Wild aspirations aside, Jo’s life seems perfect until tragedy strikes: her father is found dead. Charles Montfort accidentally shot himself while cleaning his revolver. One of New York City’s wealthiest men, he owned a newspaper and was partner in a massive shipping firm, and Jo knows he was far too smart to clean a loaded gun.
The more Jo uncovers about her father’s death, the more her suspicions grow. There are too many secrets. And they all seem to be buried in plain sight. Then she meets Eddie—a young, brash, infuriatingly handsome reporter at her father’s newspaper—and it becomes all too clear how much she stands to lose if she keeps searching for the truth. Only now it might be too late to stop.
The past never stays buried forever. Life is dirtier than Jo Montfort could ever have imagined, and the truth is the dirtiest part of all.
All it took was a two page prologue and I was hooked.
When I first read the synopsis for The Shallow Graves, I had high hopes. It sounded as though it would have some of my favourite things in a book.
Thriller– Check. Romance– Check New York– Check.

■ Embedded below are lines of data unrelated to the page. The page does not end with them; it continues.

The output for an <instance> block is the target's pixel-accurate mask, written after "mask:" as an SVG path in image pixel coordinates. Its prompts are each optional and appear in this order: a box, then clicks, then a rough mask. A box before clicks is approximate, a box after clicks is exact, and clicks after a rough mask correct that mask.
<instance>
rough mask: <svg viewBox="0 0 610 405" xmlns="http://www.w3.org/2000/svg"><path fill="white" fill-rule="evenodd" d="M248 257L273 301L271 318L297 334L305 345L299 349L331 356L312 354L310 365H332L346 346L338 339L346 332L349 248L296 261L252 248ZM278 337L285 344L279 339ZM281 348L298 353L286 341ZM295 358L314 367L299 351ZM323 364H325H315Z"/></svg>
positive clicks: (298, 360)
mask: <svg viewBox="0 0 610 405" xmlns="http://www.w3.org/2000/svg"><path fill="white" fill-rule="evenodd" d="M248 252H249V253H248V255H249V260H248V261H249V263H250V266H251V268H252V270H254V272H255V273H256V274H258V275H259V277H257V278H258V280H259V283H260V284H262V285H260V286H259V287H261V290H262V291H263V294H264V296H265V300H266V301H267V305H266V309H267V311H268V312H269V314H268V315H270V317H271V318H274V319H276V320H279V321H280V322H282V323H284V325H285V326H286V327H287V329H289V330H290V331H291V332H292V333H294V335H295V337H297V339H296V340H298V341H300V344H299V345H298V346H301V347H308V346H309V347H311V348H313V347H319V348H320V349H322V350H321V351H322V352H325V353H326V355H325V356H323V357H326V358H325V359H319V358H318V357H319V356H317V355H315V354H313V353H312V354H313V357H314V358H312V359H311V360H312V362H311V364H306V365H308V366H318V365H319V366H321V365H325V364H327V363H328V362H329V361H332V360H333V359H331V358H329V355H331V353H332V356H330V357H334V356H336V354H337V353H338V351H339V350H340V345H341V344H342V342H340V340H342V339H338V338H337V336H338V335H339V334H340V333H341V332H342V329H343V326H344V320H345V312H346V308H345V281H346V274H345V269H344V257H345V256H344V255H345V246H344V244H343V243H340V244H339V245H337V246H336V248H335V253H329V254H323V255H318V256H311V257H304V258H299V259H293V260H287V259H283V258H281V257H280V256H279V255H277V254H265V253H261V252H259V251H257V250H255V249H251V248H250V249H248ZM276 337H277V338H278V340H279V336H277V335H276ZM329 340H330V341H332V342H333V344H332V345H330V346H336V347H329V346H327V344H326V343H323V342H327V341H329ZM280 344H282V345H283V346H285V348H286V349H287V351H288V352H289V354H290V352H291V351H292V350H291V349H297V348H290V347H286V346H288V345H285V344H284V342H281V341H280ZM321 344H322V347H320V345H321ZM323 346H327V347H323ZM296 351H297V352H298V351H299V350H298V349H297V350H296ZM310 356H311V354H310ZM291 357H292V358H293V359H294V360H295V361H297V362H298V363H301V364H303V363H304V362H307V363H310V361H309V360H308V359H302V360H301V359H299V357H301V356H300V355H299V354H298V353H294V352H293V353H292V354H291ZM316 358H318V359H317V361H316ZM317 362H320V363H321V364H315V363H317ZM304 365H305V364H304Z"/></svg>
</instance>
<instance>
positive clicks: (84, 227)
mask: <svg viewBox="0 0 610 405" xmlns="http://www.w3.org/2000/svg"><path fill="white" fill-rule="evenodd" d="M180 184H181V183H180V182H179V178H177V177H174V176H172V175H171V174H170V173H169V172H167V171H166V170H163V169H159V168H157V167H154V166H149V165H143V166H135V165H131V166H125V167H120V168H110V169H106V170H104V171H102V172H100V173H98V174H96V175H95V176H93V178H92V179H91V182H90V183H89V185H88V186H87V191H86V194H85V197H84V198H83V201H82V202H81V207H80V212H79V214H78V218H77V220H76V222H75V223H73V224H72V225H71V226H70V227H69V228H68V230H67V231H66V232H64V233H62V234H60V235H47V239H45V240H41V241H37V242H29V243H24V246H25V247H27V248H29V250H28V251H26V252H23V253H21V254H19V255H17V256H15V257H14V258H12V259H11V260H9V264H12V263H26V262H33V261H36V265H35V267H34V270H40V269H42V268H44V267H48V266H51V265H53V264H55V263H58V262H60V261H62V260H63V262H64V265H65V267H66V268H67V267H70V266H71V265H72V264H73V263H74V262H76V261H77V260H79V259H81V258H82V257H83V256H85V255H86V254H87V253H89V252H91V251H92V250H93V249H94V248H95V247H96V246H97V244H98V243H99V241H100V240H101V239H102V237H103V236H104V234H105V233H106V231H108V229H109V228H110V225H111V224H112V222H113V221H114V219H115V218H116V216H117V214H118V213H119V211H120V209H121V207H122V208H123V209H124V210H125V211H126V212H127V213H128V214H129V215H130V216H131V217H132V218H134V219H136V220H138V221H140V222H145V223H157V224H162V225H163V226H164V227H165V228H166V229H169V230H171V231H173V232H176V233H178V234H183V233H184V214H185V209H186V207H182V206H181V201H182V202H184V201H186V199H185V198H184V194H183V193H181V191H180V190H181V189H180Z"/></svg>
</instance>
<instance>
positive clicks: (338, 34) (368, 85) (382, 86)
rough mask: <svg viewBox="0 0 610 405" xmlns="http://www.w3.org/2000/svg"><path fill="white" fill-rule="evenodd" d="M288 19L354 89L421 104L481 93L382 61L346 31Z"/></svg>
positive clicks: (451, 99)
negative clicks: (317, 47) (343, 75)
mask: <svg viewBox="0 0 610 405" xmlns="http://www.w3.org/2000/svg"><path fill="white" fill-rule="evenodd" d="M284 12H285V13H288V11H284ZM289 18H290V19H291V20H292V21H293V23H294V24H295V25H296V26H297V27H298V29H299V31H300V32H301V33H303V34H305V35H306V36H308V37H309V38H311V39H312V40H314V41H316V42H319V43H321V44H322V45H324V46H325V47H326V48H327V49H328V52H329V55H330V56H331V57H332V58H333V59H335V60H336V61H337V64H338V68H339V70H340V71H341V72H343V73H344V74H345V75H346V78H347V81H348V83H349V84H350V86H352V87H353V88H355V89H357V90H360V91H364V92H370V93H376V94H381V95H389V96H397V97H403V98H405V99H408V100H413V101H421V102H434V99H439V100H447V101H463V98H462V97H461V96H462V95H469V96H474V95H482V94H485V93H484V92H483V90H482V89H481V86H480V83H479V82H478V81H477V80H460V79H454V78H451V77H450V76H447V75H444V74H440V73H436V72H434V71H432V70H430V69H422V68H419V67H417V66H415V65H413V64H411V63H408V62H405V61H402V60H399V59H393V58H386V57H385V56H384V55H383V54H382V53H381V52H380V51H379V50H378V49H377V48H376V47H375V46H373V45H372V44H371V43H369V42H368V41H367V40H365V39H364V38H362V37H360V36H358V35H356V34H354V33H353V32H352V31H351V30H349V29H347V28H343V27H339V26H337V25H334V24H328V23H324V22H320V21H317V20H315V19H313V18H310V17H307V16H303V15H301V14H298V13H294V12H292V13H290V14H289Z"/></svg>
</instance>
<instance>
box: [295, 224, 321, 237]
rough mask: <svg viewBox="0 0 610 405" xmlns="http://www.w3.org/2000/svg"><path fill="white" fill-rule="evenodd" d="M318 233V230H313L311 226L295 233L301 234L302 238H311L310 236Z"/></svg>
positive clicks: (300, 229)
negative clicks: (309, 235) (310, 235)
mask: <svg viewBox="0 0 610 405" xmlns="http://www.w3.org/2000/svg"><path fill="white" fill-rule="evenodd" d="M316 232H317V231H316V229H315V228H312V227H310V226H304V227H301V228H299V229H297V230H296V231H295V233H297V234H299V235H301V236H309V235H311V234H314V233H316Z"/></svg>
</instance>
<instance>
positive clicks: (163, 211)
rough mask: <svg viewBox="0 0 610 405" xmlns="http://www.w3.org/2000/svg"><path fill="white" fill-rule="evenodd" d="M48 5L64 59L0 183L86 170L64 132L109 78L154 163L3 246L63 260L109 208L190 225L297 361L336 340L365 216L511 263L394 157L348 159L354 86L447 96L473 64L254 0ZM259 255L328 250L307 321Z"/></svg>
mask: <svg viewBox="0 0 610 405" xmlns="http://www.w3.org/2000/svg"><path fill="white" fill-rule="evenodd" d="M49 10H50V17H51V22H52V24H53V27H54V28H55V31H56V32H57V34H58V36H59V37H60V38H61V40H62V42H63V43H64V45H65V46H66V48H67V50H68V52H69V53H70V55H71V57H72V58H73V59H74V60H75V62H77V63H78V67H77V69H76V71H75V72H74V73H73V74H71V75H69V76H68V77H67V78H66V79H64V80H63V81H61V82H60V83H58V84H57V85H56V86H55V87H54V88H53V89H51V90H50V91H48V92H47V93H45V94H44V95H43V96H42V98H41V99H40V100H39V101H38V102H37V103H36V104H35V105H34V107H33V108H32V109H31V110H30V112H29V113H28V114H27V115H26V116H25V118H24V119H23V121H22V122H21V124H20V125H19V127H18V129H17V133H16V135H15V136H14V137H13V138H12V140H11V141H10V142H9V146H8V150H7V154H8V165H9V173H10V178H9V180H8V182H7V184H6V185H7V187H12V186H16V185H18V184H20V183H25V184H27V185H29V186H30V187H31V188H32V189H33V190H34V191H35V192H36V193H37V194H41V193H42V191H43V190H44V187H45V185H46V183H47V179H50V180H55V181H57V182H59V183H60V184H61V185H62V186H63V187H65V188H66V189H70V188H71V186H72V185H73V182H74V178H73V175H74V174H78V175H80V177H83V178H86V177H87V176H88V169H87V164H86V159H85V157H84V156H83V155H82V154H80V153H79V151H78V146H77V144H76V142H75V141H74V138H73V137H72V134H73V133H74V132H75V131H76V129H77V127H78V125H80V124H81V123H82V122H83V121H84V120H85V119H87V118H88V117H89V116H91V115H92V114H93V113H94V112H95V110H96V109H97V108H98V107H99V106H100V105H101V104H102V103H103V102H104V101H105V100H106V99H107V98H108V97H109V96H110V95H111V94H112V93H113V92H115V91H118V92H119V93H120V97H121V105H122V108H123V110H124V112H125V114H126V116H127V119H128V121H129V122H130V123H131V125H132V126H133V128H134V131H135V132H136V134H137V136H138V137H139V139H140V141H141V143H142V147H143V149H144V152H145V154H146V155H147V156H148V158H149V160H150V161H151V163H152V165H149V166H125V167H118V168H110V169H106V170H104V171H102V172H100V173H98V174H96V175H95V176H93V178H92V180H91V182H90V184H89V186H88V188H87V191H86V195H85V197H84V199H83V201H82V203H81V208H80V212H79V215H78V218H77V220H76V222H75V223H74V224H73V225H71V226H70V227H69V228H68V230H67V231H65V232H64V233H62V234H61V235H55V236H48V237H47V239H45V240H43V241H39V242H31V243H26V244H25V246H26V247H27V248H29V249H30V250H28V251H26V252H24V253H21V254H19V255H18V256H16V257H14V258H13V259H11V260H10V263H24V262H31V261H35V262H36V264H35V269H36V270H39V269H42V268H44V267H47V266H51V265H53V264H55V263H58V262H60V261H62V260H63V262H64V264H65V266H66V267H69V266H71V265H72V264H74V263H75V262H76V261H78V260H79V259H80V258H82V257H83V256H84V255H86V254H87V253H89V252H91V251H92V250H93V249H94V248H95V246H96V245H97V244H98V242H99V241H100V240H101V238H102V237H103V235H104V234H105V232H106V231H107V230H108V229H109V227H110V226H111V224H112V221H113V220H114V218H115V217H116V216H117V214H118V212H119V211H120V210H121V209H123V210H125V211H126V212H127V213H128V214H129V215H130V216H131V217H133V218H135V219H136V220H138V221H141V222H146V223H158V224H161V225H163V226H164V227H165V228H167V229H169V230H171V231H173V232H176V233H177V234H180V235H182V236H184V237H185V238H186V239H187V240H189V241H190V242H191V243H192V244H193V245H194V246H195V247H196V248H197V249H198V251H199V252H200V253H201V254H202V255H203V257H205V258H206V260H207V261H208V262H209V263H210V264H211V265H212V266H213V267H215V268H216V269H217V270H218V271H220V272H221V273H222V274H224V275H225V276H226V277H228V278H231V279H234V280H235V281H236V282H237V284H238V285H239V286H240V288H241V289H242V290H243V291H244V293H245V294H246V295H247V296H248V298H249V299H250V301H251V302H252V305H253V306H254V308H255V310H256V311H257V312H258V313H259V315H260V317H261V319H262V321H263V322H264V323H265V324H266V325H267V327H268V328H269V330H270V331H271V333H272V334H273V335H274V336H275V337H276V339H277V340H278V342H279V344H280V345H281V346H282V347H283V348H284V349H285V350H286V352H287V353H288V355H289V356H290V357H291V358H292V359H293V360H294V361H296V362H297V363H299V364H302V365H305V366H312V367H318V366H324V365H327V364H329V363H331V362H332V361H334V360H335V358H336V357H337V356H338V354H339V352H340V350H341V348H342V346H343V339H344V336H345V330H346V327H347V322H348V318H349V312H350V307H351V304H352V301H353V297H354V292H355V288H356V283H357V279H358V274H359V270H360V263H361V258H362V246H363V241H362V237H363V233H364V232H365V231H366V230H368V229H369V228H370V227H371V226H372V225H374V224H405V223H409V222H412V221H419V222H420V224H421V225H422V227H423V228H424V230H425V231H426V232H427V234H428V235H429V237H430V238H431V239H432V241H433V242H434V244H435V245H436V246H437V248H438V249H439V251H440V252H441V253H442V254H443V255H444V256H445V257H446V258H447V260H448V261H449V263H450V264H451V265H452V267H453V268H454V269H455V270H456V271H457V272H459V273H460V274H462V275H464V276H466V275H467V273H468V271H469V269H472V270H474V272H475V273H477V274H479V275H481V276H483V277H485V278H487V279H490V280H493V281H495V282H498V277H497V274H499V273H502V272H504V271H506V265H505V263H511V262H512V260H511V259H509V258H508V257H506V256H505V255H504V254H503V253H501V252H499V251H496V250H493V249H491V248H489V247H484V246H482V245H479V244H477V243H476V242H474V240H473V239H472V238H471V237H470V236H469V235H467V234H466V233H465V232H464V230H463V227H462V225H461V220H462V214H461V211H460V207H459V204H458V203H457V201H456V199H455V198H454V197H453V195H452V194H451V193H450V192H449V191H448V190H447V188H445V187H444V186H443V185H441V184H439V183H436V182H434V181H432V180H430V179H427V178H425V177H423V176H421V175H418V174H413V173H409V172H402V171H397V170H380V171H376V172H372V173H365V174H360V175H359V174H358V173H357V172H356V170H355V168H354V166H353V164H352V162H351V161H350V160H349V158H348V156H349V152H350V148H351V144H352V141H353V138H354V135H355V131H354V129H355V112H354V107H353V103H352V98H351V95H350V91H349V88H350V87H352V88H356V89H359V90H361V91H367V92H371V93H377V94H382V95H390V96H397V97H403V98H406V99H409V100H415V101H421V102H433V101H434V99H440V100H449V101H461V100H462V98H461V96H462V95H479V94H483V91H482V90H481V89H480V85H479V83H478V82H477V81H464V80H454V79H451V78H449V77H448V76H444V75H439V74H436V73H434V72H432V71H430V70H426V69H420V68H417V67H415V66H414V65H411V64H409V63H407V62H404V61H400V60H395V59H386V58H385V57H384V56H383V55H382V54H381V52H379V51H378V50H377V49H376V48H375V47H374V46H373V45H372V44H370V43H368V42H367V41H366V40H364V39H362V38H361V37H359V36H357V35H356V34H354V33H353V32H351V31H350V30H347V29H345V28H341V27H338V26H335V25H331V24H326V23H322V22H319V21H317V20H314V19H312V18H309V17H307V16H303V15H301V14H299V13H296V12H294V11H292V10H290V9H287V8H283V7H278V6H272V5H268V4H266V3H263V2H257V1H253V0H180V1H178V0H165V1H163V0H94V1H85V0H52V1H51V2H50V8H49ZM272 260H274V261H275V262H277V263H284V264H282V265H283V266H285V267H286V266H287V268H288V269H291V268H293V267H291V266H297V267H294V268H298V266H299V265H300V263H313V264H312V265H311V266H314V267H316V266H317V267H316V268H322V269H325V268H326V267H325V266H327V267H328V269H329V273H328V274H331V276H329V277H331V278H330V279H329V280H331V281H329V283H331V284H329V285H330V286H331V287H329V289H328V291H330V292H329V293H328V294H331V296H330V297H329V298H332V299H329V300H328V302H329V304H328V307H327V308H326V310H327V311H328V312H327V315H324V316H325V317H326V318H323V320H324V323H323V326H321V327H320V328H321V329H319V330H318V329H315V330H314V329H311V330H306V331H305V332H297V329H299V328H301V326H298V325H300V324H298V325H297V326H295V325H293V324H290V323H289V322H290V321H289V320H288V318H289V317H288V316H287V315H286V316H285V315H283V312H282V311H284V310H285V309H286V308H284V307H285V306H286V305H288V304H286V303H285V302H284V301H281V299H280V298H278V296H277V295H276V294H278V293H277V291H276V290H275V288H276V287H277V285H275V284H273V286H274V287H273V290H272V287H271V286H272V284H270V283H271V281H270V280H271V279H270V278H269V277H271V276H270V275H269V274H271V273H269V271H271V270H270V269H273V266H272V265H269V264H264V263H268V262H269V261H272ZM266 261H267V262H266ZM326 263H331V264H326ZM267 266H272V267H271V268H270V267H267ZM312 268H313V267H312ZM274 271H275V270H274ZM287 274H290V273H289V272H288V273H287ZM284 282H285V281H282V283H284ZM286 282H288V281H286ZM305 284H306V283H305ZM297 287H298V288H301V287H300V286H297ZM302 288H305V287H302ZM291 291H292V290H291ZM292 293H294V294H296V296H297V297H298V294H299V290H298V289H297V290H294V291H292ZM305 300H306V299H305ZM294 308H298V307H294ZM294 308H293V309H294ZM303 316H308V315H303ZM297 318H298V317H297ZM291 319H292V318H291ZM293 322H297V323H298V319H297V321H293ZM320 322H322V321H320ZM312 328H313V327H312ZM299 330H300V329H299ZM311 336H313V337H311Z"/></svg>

I was very happy to find that it checked of all those things and more.
I loved the immersive historical setting of this book. Jennifer Donnelly described a 1980’s New York that both enthralled and intimidated me. There was just enough description of the time period to create a picture of what it was like but it didn’t feel as though an overwhelming amount of information or facts had been dumped on me. It was simply really interesting to read about. All the rules surrounding women rights and what was expected of women at that time and the different lifestyles and classes fascinated me.
I instantly warmed to the cast of characters in this book, they were brilliant! Jo was strong willed, witty and smart, yet also vulnerable. She was torn between two worlds, the one in which she had always known and the one she knew she wanted. She wasn’t entirely ruled by her emotions or romance, she was strong in her own right and her own person. I also really liked Eddie’s character. Similarly to Jo, he was strong willed, smart, witty and vulnerable. I loved their relationship and the interaction between the two of them. I also really enjoyed Oscars character, he added a lovely balance of lightheartedness and honesty! I found the concept surrounding Fairy Fay and The Tailor so interesting, I would love to be able to read a whole book from their point of view and hear more of their story. The portrayal of strong women in These Shallow Graves was such a fantastic thing and something I think Jennifer Donnelly did very well.
Despite These Shallow Graves being over 500 pages long, thanks to its fast pace, it wasn’t intimidating in the slightest. I loved that the chapters were relatively short, it made it read very quickly. I think I ended up finishing it in around three sittings. Once I picked it up, it was almost impossible to put back down.
Admittedly, the story line was a little predictable and I guessed quite a few of the main plot points within a few chapters. Despite this, it didn’t take away from the enjoyment, as I was still left with questions and this book was a lot more than your classic ‘who done it’ mystery.
Lastly, I can’t not mention the last page, but I won’t say anything other than this – It was everything I love in an ending and everything I didn’t know know I loved.